GoogleCloudPlatform / DataflowJavaSDK

Google Cloud Dataflow provides a simple, powerful model for building both batch and streaming parallel data processing pipelines.
http://cloud.google.com/dataflow
855 stars 324 forks source link

Can Dining Philosophers problem be implemented in DtataflowJavaSDK? #40

Closed akaigoro closed 9 years ago

akaigoro commented 9 years ago

subj

davorbonaci commented 9 years ago

Sure, the dining philosophers issue, i.e., a deadlock or a livelock, can occur in any system where multiple workers are accessing shared resources concurrently. For example, a pipeline containing a single DoFn that may acquire two locks in a random order could run into this issue. The "locks" are assumed to be global to the Dataflow worker VMs.

akaigoro commented 9 years ago

I mean, is it possible to write correct implementation using DtataflowJavaSDK?

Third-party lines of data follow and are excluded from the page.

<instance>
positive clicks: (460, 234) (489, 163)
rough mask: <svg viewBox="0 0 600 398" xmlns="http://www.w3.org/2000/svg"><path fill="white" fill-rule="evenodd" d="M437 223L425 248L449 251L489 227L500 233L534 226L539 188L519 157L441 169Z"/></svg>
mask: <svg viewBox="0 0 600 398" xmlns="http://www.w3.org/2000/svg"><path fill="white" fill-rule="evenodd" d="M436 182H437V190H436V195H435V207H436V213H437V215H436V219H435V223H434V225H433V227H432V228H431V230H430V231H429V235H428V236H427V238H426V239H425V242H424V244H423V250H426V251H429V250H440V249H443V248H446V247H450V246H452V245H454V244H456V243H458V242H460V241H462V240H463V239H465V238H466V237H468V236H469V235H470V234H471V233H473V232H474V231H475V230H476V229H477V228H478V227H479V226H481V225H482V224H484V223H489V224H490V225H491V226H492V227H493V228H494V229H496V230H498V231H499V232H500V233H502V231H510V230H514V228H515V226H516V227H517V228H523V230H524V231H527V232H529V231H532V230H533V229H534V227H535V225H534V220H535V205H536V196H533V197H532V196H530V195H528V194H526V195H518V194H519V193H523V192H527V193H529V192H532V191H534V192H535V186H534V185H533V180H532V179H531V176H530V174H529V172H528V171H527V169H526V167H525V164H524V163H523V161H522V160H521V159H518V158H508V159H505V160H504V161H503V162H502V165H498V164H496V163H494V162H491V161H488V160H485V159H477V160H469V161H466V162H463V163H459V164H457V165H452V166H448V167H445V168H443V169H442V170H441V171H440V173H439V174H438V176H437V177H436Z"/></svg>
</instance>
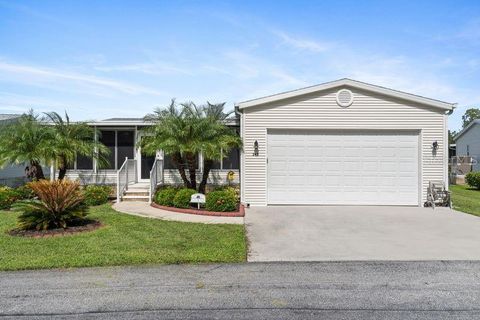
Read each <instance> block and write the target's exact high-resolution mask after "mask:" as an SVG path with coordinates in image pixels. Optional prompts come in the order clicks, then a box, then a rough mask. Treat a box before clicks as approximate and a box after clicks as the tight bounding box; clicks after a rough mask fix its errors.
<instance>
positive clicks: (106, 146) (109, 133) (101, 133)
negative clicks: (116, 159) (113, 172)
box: [99, 130, 115, 169]
mask: <svg viewBox="0 0 480 320" xmlns="http://www.w3.org/2000/svg"><path fill="white" fill-rule="evenodd" d="M100 133H101V135H100V139H99V140H100V142H101V143H103V144H104V145H105V146H106V147H107V148H108V149H109V150H110V154H109V155H108V156H107V159H108V165H107V166H105V167H102V168H101V169H115V131H113V130H112V131H110V130H108V131H107V130H101V131H100Z"/></svg>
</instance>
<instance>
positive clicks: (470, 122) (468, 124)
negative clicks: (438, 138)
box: [453, 119, 480, 141]
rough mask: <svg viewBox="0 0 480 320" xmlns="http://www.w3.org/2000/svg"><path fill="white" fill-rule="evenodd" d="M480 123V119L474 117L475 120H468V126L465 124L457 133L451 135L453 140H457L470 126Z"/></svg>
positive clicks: (471, 126) (479, 123)
mask: <svg viewBox="0 0 480 320" xmlns="http://www.w3.org/2000/svg"><path fill="white" fill-rule="evenodd" d="M476 124H478V125H480V119H476V120H473V121H472V122H470V123H469V124H468V126H466V127H465V128H464V129H463V130H462V131H460V132H459V133H457V135H456V136H455V137H453V140H454V141H457V139H458V138H460V137H461V136H462V135H463V134H464V133H465V132H467V131H468V130H470V128H472V127H473V126H474V125H476Z"/></svg>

davorbonaci commented 9 years ago

Sure, there are several approaches that can result in "correct implementations". Resource hierarchy solution requires acquiring locks in a partial order and doesn't require any particular support from the system itself.

Other solutions may require some additional work. For example, arbitrator solution could be implemented by having Datataflow workers communicating with a global arbitrator, which can be built as a service outside Dataflow. Solutions which require communication between workers, like Chandy/Misra solution, are harder.

In principle, however, Dataflow programming model is higher layer and very different than a plain message-passing system where users coordinate work between workers. In Dataflow, workers shouldn't be talking to each other. Please check-out our programming model documentation. Perhaps it would be beneficial to focus on the underlying data-processing problem you would like to solve with Dataflow and how to express it using Dataflow principles, instead of an implementation detail of deadlocks during execution.